When we were in Italy two years ago, we found our old-school magnetic-stripe cards wouldn’t work in automated kiosks. That included our British Airways card, which had a chip, but no PIN. Without a personal identification number to punch in, it was useless.
Unfortunately, many articles about where to get chip-and-PIN cards in the U.S. make the mistake of thinking chip-and-signature cards are the same thing. They’re so not.
Because we’re going to Europe again soon, I hit up Bill Hardekopf of LowCards.com for a list of U.S. issuers that offer the real deal. The few organizations on this list have many members that travel overseas. And here they are:
Andrews Air Force Base Federal Credit Union. “You can join by becoming a member of the American Consumer Council which is open to all so essentially is open membership,” Hardekopf said. Membership is $5.
Pentagon Federal Credit Union. You can join this credit union is you’re a member of one of a host of associations. If you’re not already a member of one, you can join Voices for America’s Troops for $15.

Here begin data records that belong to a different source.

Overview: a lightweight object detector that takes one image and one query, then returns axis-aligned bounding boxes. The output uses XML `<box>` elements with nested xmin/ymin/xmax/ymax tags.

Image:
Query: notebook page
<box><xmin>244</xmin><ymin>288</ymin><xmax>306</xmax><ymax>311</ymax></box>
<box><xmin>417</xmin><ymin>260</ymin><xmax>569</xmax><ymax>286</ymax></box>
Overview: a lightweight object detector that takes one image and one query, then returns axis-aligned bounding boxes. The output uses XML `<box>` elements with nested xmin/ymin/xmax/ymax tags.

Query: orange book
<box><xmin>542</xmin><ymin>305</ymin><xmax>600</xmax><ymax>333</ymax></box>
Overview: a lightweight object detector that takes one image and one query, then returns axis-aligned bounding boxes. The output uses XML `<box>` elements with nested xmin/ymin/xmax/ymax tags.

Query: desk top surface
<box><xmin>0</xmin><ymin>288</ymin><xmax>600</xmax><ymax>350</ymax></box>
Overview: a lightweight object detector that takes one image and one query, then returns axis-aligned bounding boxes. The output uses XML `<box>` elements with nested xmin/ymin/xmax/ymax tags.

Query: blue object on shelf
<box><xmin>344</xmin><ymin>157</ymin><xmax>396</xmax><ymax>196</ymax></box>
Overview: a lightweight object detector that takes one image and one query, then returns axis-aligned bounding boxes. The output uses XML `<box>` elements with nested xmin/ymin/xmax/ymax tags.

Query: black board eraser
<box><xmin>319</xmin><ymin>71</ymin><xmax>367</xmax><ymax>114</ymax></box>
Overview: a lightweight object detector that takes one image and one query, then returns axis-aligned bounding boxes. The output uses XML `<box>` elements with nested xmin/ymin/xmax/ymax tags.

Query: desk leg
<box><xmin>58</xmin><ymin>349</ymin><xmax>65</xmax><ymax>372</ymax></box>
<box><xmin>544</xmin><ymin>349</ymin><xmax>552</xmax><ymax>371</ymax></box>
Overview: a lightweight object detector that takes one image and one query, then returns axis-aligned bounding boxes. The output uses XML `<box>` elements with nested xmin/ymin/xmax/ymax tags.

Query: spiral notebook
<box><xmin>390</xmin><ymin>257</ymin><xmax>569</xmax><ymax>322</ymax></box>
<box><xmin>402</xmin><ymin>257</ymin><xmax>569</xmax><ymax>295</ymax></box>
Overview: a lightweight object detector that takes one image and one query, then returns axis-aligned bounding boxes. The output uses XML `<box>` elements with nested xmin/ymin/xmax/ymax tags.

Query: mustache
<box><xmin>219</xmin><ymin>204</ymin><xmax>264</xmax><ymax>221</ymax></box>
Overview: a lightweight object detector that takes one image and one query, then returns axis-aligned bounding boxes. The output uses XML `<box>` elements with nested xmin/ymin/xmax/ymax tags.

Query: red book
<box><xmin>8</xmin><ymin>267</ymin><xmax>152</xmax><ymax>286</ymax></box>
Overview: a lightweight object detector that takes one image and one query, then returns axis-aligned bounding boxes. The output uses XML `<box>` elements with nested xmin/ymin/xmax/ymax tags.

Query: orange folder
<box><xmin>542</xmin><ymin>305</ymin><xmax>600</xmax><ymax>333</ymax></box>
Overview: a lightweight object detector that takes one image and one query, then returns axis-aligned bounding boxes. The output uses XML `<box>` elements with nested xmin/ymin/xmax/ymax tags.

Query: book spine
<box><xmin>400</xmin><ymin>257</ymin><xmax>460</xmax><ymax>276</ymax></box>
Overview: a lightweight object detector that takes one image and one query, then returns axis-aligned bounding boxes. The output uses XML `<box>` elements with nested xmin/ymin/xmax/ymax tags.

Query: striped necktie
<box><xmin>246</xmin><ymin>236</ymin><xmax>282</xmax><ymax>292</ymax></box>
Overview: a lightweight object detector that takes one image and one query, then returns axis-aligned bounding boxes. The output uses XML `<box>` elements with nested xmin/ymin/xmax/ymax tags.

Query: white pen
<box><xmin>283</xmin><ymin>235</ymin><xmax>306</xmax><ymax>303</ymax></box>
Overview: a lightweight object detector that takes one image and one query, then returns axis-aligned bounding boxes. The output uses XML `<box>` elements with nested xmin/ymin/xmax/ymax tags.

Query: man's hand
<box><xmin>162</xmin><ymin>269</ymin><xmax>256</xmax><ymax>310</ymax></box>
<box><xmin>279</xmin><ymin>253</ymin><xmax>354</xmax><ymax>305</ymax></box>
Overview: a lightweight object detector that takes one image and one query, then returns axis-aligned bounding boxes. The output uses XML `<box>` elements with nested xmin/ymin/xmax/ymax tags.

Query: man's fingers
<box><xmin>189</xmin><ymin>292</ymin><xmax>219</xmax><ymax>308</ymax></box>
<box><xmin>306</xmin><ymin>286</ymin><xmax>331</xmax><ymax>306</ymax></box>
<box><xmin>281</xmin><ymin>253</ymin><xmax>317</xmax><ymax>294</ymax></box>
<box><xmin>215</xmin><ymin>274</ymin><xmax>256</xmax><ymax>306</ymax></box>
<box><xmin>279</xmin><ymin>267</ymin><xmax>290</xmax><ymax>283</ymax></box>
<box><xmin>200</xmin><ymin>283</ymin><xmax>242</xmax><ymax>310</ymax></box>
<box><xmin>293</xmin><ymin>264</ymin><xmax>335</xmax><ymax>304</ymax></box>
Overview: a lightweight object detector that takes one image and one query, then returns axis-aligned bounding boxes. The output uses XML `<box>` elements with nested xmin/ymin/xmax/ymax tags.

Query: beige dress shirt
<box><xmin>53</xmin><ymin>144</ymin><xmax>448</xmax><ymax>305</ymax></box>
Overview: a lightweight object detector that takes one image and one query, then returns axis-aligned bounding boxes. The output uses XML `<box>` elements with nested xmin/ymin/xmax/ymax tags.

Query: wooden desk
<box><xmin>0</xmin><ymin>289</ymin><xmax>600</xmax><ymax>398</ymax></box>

Or you can just wait, if you don’t have an overseas trip planned. True chip-and-PIN cards should be here by October 2015, when merchants without the terminals to process the cards and banks that have failed to issue them will have to pay for fraud. As Ron Lieber of the New York Times put it, “It’s an elaborate game of chicken, fitting for an industry where the major players spent years embroiled in a lawsuit.” Ultimately, though, more secure cards will benefit banks, merchants and consumers.